Bret Stephens, editor in chief of the Jerusalem Post, was near the scene at the time of the blast. “There was glass everywhere, human remains everywhere, shoes, feet, pieces of guts,” he said.

It was the deadliest attack since a female suicide bomber killed 21 people at a seaside restaurant in Haifa in October. The last bombing inside Israel was a suicide attack at a bus stop outside Tel Aviv that killed four people on Christmas Eve.

Israeli officials said the weeks of calm preceding the bombing were a result of Israeli security measures, not a reduction in violence on the Palestinian side.

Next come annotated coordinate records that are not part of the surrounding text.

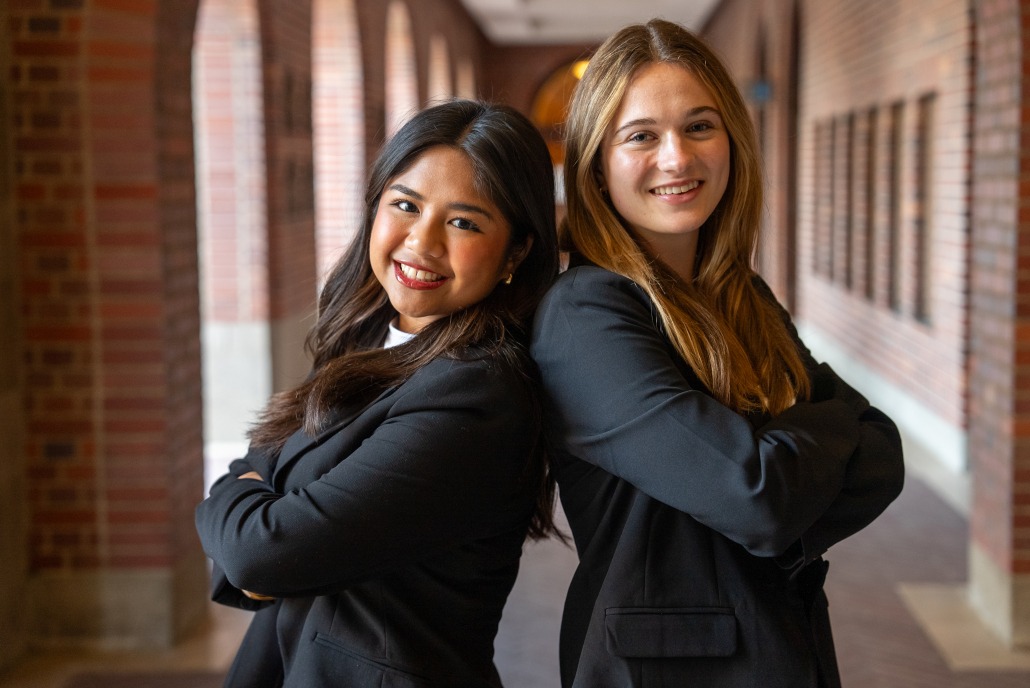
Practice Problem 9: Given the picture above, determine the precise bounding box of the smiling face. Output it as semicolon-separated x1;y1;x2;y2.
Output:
369;146;517;333
600;63;730;276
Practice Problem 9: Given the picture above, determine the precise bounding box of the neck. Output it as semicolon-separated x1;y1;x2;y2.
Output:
641;232;697;282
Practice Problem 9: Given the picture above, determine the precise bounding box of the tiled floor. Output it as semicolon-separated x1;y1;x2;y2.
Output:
0;476;1030;688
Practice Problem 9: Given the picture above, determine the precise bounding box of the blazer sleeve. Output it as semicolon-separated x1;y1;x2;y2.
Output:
758;280;904;567
196;360;537;597
531;267;860;556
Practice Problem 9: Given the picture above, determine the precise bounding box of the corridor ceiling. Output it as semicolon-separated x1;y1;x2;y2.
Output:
461;0;719;45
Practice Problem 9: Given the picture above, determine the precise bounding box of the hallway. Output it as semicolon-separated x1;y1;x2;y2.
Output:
0;473;1030;688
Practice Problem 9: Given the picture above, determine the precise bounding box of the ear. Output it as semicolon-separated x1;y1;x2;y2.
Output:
505;234;533;276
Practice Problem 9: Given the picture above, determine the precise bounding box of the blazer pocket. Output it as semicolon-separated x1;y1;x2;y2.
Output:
605;607;736;658
306;633;433;688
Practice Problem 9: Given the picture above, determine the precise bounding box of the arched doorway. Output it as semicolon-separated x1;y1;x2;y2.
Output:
193;0;272;485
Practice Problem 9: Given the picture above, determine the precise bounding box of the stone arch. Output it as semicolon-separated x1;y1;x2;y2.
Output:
193;0;271;484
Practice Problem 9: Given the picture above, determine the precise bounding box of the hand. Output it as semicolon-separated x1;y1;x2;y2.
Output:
231;471;275;601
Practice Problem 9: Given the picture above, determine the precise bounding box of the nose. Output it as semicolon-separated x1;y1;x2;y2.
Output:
658;134;691;173
404;213;446;257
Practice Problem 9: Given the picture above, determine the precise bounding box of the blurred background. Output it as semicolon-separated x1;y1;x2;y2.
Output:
0;0;1030;688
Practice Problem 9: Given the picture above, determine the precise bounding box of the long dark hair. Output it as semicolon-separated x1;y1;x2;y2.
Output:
249;100;558;538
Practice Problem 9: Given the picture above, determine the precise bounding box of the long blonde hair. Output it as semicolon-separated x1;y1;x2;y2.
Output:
561;20;810;414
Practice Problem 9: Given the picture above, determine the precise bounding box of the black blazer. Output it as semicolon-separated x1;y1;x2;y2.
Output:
197;359;539;688
531;266;903;688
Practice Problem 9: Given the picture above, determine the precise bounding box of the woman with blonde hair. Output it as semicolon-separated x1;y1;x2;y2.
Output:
531;20;903;688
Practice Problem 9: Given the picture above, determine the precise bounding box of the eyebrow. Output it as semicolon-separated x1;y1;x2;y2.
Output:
613;105;722;134
389;184;493;219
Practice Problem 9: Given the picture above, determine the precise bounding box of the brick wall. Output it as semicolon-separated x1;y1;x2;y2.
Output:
969;0;1030;646
4;0;203;638
8;2;100;571
798;0;972;427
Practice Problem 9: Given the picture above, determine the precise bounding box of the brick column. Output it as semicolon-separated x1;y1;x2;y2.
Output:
0;5;28;673
968;0;1030;646
258;0;318;391
9;0;206;646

In response, Sharon and his foreign minister, Silvan Shalom, cancelled a planned meeting on the humanitarian crisis in the Palestinian areas that was to include the Americans, Palestinians and international donors.

In a statement, they said “it is not the time” to discuss the easing of restrictions on Palestinians “when innocent Israeli citizens are murdered in the streets of the capital.”

Palestinian Authority officials condemned the bombing but Abdel Aziz Rantissi, a Hamas leader in Gaza, praised the attack. “It’s not important who carried out this operation. The only thing which is very important is that we are resisting occupiers who came to occupy our land and to kill our people,” he said.